«La música solo la escuchan alta l@s jóvenes y l@s viej@s -por la sordera- y tú no estás ya en el primer grupo». ¿Me estás diciendo que estoy vieja y sorda?

Es una frase que oí no hace mucho y que me tocó el coñ… alma. Hay cosas que muchas veces damos por sentado sin pensar, sin reflexionar, sin ponerlas en tela de juicio. Son así y punto. Aceptadas, casi nadie habla de ellas, son verdades silenciosas que, sin darnos cuenta, nos hacen viejos.

Aunque la sociedad está cambiando al respecto, hasta no hace mucho una gran mayoría pensaba que a partir de «ciertas edades», pongamos entre los 35 ó 40 años, la diversión quedaba en el pasado: ir a bailar, ilusionarte con un día especial, que te coman los nervios por el estreno de una película, esperar con los pelos de punta el siguiente disco de tu cantante favorito o poner la música alta, son cosas de la adolescencia y más tierna juventud.

Como escribiera Rubén Darío «Juventud, divino tesoro, te irás para no volver».

DISCREPO.

No hay que dejarla marchar, sino interiorizarla hasta que forme parte de nosotros; hay que esmerarse. Es fácil ser joven cuando tienes 25 años, no requiere esfuerzo.

A partir de «ciertas edades» lo que hay que hacer es trabajar, preocuparse, seguir trabajando y dejarse de boberías infantiles que solo traen a nuestra vida regocijo y un poco de aire fresco.

Si no eres feliz* con tu vida tal y como es, ¿¡CÓMO SE TE OCURRE, ALMA CÁNDIDA, PENSAR SIQUIERA EN CAMBIAR!?

Ya tomaste una decisión cuando tuviste que hacerlo -a los veinte años o quizás a los treinta, cuando ya lo sabías todo sobre ti y sobre la vida (entiéndase la ironía)-, el plazo determinante ya acabó.

Si ya no te gusta lo que haces, si has perdido la pasión o simplemente te equivocaste al elegir (esto vale para trabajos, parejas, estilo de vida, etc.), lo único que te queda es aguantarte y esperar pacientemente a que la parca se decida a venir a por ti, que ten por seguro que lo hará.

Permitidme que ponga los OJOS EN BLANCO como la niña del exorcista.

La ilusión y los sueños mueven el mundo.
Pero un mundo concreto: EL TUYO.

No permitas que los años, la vergüenza, el qué dirán o lo que tú puedas creer de ti debido a prejuicios externos te obliguen a envejecer porque toca.

Tampoco hay que excederse por aparentar algo que no somos -que ya no somos o que nunca fuimos- y hacer cosas que realmente no nos apetecen. Hay que ser una misma, en nuestra justa medida y tiempo, ni más ni menos. Tanto si estoy vieja y sorda, como si no. Al final todo es cuestión de tiempo.

Si nunca te gustó bailar, pero veinticinco años después le has encontrado la gracia, ¡baila! Y si sigue sin gustarte, ¡no bailes! Si te encantaba escuchar la música alta y te sigue enloqueciendo hacerlo, hazlo; aunque ahora deberías ser más respetuoso con los vecinos que cuando tenías quince años: la hora de la siesta, por la mañana temprano y a partir de las once de la noche, no. El resto del día es tuyo.

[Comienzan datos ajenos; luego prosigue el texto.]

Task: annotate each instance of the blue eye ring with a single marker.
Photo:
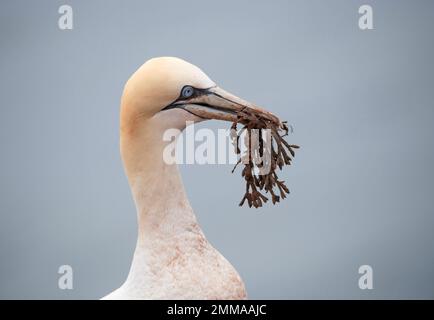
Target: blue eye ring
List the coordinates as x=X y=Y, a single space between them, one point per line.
x=187 y=91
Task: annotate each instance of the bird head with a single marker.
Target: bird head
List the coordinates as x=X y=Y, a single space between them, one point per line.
x=176 y=91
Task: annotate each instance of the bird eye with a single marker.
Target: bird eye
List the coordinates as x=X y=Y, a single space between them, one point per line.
x=187 y=91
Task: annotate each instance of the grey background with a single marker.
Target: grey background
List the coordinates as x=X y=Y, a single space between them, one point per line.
x=361 y=103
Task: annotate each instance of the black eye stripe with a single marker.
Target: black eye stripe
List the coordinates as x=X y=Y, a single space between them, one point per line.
x=196 y=92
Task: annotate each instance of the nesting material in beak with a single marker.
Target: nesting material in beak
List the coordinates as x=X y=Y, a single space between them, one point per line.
x=280 y=153
x=263 y=156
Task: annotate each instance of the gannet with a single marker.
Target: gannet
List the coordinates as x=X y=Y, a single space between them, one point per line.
x=173 y=259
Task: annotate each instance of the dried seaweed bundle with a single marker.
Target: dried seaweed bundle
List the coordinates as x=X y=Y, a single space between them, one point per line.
x=266 y=150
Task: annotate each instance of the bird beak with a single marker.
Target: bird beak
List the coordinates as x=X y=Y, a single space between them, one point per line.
x=216 y=103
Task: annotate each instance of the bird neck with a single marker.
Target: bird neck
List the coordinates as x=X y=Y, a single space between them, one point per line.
x=163 y=209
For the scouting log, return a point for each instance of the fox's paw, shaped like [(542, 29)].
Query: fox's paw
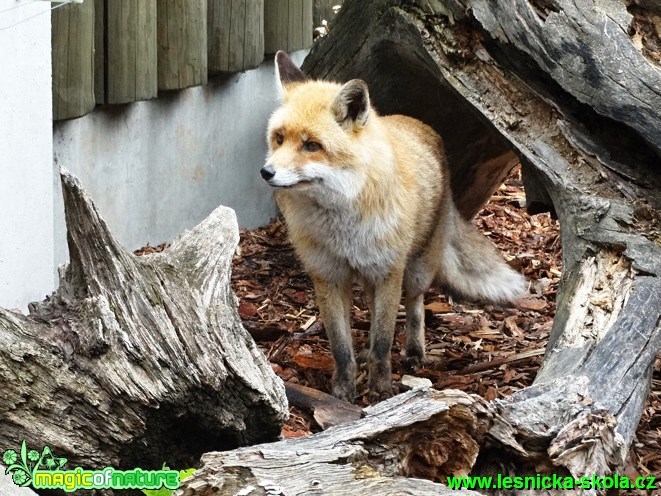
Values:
[(414, 358), (363, 358), (345, 390), (375, 397), (412, 363), (379, 387)]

Como dice Alejandro Sanz refiriéndose a la música en uno de sus discos «Y no hay ley, poderosa emoción que ni el tiempo la vence». Y es que hay emociones, sentimientos, ilusiones, sensaciones que no solo el tiempo no puede con ellas, sino que las hace más fuertes porque las enraíza hasta formar parte de nuestra esencia. No sé si eso es exactamente una lección de vida, pero a mí me sirve y es como quiero vivir la mía, ahora y cuando sea vieja y sorda también.

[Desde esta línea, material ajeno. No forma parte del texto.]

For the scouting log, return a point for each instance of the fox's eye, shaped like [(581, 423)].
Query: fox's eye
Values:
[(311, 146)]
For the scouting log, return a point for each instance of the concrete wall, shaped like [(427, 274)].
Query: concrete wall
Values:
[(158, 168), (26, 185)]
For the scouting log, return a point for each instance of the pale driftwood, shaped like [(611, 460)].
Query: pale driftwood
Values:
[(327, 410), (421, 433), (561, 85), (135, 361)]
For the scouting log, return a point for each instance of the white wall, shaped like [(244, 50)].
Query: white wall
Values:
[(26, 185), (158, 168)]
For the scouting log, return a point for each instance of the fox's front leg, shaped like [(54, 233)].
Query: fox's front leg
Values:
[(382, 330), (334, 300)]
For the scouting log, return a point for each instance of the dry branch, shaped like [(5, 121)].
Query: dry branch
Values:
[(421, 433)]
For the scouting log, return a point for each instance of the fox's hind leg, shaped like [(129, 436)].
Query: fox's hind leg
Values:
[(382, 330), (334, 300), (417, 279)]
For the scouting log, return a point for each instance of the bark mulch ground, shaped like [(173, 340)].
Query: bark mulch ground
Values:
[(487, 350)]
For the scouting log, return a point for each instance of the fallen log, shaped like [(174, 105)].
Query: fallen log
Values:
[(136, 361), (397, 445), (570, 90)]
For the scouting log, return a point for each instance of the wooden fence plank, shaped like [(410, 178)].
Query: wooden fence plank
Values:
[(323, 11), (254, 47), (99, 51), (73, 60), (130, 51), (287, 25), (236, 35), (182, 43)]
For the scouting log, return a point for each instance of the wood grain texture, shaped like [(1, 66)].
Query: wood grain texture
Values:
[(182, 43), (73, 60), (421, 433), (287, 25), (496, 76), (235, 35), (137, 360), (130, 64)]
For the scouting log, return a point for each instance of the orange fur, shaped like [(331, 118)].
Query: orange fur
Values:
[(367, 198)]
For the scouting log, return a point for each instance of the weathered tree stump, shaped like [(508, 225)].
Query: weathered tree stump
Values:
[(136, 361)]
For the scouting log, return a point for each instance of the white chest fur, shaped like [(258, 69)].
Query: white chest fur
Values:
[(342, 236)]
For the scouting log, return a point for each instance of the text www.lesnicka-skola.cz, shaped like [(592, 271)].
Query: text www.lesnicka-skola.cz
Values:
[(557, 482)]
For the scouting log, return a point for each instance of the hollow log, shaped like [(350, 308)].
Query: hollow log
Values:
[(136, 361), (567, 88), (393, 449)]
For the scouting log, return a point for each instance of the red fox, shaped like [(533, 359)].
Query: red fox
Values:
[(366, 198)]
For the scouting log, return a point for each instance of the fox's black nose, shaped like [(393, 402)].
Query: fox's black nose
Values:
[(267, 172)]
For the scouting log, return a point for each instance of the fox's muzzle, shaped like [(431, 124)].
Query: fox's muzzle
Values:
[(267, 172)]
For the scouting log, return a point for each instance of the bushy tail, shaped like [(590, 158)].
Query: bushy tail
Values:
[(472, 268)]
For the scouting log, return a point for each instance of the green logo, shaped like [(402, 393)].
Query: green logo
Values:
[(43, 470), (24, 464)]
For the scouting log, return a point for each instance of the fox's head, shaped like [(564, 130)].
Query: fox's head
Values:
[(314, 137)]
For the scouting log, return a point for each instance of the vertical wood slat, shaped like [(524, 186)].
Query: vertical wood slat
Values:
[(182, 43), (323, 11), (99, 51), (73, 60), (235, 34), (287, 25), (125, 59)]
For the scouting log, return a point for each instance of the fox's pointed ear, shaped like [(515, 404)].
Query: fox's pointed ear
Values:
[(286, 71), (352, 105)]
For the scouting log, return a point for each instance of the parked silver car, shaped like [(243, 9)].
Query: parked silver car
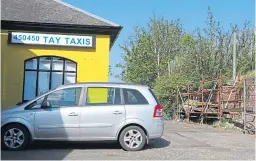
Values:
[(127, 113)]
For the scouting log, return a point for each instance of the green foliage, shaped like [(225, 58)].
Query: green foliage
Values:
[(164, 56), (166, 90)]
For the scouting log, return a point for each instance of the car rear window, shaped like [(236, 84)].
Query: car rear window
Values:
[(153, 94), (133, 96)]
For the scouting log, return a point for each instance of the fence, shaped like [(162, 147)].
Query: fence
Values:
[(249, 105)]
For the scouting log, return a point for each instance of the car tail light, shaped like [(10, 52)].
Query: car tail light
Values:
[(158, 112)]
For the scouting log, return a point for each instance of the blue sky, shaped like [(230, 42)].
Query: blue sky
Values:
[(192, 14)]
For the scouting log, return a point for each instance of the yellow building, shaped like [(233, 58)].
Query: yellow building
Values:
[(48, 43)]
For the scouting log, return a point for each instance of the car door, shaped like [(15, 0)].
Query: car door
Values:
[(60, 119), (103, 113)]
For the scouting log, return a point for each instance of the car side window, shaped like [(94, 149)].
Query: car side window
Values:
[(64, 98), (35, 105), (103, 96), (133, 96)]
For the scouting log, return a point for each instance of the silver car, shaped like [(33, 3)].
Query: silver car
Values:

Lo siento por mis vecinos… ¡Que tronen los altavoces!

*Entiéndase lo de feliz como estar alineado con uno mismo, no como la engañosa «felicidad plena» que nos venden ahora: rachas malas, mierdías días pésimos, momentos tristes los tenemos todos porque eso también forma parte de la vida. Nos guste o no.